Die wirkliche Wahl, die der Film trifft, ist nicht die politische Zugehörigkeit, sondern das nahezu unmögliche Dilemma, ob man bleiben oder fliehen soll; daran festhalten und daran arbeiten, Leben, Kultur und Identität in einer beinahe bewohnbaren Stadt zu bewahren, in der das Nötigste an Obdach und Nahrung fehlt, oder den Kampf von weitem fortzusetzen. «Wer würde hier ein Baby haben?», Ruft Amani voller Verzweiflung über die Dezimierung der Stadt aus. Sie bleibt so lange wie möglich am Leben, um die Stadt vor der Evakuierung am Leben zu erhalten. Der Regisseur Fayyad, der 2001 vom Assad-Regime inhaftiert und gefoltert wurde, lebt heute in Dänemark.

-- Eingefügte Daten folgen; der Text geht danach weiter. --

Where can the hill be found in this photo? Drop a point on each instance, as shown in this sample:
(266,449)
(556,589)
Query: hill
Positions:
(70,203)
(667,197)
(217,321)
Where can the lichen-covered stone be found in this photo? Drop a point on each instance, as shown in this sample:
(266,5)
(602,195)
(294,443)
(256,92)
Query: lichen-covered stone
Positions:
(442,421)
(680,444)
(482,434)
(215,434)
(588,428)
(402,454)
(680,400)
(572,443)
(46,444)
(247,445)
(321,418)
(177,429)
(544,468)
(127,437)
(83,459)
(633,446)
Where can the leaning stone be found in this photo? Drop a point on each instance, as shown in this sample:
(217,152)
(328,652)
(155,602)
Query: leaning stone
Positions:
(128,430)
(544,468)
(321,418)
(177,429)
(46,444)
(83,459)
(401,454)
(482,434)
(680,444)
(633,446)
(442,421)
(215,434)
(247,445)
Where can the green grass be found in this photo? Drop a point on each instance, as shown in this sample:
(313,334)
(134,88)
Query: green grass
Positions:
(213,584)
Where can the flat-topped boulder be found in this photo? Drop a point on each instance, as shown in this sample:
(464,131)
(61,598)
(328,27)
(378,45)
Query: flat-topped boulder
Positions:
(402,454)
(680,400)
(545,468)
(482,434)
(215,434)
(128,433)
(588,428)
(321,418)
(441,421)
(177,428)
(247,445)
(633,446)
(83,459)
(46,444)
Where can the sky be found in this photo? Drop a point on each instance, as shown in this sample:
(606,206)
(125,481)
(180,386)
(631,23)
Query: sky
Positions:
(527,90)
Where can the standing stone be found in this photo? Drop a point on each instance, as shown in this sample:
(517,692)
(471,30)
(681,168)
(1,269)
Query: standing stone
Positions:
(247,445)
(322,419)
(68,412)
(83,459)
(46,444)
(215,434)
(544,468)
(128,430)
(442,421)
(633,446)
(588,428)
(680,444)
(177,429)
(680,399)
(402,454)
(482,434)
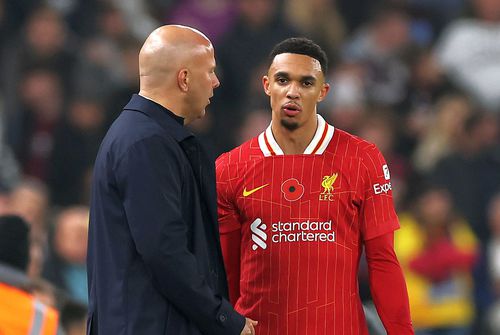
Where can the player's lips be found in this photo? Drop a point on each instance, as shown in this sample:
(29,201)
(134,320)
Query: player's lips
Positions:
(291,109)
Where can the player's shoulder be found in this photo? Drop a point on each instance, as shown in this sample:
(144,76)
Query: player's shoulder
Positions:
(243,153)
(350,145)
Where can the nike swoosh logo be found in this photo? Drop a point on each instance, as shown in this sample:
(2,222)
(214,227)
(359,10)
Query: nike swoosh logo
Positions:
(247,193)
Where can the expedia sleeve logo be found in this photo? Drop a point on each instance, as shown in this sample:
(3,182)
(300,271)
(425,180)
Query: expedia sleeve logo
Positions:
(383,188)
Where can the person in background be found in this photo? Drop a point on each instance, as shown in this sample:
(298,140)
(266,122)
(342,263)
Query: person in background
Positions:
(21,312)
(437,250)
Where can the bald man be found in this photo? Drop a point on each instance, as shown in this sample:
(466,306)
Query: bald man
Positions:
(154,259)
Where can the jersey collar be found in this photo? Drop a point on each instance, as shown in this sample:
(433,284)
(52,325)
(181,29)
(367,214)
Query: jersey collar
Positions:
(321,139)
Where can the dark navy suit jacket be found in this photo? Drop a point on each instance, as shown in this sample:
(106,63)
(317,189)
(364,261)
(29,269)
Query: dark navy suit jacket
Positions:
(154,259)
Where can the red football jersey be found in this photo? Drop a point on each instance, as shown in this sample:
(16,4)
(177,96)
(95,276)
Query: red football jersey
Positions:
(292,228)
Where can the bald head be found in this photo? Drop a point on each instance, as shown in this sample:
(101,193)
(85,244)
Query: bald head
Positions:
(167,49)
(171,61)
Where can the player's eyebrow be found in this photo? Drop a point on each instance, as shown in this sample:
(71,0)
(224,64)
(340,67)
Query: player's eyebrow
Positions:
(286,75)
(281,74)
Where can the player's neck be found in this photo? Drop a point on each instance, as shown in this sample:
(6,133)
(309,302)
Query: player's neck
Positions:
(294,142)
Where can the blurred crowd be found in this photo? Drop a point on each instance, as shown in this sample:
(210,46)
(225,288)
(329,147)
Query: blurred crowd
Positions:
(419,78)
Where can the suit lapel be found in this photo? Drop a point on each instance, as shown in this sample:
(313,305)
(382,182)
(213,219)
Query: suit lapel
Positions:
(204,173)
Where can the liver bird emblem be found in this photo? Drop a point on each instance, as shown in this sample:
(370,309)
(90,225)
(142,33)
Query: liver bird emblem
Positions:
(328,182)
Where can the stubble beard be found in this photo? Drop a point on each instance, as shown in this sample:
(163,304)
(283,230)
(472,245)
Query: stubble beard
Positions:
(289,125)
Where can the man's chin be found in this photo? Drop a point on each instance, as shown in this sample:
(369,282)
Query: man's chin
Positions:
(290,125)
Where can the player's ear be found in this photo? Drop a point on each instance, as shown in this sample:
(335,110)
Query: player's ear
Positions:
(183,80)
(265,83)
(324,91)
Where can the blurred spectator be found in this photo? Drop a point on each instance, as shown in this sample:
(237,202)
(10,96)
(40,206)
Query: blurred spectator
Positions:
(41,113)
(318,20)
(74,318)
(138,16)
(121,93)
(437,250)
(213,17)
(378,47)
(427,85)
(493,256)
(100,67)
(239,54)
(75,147)
(441,132)
(471,173)
(346,105)
(42,44)
(469,51)
(29,200)
(9,167)
(14,246)
(65,266)
(21,312)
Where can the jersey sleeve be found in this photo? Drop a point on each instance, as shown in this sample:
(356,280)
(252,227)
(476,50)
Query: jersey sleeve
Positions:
(377,215)
(387,285)
(229,228)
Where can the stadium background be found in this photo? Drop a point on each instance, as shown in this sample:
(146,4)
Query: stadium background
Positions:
(419,78)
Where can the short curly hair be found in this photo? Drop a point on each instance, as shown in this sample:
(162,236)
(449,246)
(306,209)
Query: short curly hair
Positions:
(301,46)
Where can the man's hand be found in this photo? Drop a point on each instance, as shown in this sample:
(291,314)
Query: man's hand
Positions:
(249,327)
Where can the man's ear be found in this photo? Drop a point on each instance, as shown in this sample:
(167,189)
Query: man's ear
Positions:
(265,84)
(324,91)
(183,80)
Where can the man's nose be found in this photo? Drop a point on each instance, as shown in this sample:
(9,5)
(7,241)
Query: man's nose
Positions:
(293,91)
(215,82)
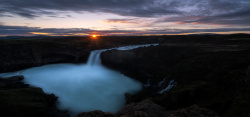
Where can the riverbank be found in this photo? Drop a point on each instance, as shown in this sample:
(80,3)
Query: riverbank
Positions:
(211,71)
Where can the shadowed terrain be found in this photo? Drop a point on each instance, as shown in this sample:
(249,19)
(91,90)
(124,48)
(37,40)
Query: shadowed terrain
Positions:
(210,71)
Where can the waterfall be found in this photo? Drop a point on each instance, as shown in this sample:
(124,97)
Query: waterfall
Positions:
(94,58)
(85,87)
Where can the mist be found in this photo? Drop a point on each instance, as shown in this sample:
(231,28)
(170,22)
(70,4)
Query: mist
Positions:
(84,87)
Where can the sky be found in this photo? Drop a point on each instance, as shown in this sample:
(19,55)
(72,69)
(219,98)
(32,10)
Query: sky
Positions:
(123,17)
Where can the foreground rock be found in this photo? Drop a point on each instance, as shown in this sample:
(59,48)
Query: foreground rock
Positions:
(147,108)
(19,100)
(12,83)
(210,72)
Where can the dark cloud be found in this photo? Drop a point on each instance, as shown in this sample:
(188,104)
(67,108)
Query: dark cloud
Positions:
(122,21)
(139,8)
(223,12)
(32,31)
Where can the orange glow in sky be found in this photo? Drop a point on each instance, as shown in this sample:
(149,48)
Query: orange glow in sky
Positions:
(94,36)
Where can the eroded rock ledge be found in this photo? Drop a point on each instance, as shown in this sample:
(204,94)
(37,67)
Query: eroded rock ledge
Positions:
(147,108)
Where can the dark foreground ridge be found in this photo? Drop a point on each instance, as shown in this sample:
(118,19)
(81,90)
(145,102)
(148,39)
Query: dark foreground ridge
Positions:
(210,71)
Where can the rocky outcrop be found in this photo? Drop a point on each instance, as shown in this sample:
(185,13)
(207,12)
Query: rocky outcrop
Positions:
(19,99)
(96,114)
(210,73)
(192,111)
(148,108)
(145,108)
(12,83)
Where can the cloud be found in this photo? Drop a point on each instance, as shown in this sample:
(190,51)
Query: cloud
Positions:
(122,21)
(138,8)
(33,31)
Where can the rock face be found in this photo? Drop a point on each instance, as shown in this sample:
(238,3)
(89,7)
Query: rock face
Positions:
(19,100)
(212,73)
(147,108)
(12,83)
(96,114)
(192,111)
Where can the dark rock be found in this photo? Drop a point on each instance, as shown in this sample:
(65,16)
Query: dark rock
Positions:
(12,83)
(192,111)
(96,114)
(145,108)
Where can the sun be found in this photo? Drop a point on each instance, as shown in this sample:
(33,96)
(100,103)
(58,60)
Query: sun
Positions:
(94,36)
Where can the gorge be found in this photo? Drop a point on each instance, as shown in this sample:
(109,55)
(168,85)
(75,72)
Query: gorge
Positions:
(83,87)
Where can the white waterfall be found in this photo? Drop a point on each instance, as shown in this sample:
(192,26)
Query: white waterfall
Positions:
(83,88)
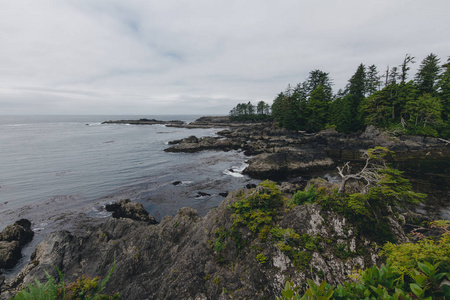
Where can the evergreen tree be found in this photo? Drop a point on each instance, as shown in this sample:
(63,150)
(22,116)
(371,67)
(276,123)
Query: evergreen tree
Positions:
(317,78)
(424,115)
(317,109)
(372,80)
(428,74)
(444,96)
(355,97)
(405,68)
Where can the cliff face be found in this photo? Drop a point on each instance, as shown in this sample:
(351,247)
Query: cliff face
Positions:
(188,257)
(279,153)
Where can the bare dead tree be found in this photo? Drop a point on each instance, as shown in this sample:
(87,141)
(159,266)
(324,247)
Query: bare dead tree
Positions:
(369,174)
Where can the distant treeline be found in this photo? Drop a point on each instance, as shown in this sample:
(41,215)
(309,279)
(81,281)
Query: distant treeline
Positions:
(249,112)
(389,101)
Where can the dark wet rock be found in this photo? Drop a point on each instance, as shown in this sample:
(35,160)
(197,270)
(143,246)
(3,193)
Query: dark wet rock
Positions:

Angesichts der Unzugänglichkeit von Belagerten GhoutaEr engagierte drei Kameramänner, um im Krankenhaus zu drehen, wobei das Filmmaterial herausgeschmuggelt wurde - um es in ein Dokument der kühnsten und von Herzen kommenden Verpflichtung zu verwandeln Syrien Es war einmal, für zukünftige Generationen, die vielleicht noch zum Wiederaufbau zurückkehren werden.

Die Höhle wird angezeigt bei FIPADOC und einige andere Festivals.